The imperative behind this orderly process is not to avoid messy debate but to put together a timely budget that is as free of politics as possible while improving the outlook for the next challenge, the expected $700 or more million shortfall in the upcoming biennial budget. Lawmakers this year cannot do much about solving the large majority of that problem, but they can do some and they certainly can avoid making matters worse. For instance, the more ongoing expenses that can be cut responsibly now, the lower the deficit number drops for next year’s debate.

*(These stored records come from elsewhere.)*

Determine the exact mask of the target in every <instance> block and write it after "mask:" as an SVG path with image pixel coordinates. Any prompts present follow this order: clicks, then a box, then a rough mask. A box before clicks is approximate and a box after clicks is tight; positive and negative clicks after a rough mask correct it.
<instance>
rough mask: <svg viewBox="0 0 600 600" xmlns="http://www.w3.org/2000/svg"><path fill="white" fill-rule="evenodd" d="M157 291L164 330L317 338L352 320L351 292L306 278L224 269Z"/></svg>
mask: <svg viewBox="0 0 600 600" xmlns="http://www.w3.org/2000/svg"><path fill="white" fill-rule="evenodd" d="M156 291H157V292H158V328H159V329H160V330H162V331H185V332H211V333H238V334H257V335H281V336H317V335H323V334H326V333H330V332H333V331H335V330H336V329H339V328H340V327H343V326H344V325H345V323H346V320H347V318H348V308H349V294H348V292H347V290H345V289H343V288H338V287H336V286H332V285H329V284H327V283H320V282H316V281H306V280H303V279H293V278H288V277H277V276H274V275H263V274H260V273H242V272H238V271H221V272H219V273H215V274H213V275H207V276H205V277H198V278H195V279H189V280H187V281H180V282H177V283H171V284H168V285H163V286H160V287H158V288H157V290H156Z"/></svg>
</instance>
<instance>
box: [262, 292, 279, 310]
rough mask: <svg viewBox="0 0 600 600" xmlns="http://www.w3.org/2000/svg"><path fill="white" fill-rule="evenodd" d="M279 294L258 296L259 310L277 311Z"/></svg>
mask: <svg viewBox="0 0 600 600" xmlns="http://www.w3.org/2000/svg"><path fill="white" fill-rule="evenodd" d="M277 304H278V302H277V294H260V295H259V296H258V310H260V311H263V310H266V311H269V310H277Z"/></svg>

A budget agreement among leadership could be achieved within days of the Appropriations Committee’s public hearings, with the full Legislature brought in soon after. This is a difficult time for all sides, with the temptation to grandstand exceptionally high. All the leaders, however, can recall the budget breakdown of the early 1990s and the years spent repairing the damage. They know the stakes; now they must work together to guide Maine out of current troubles.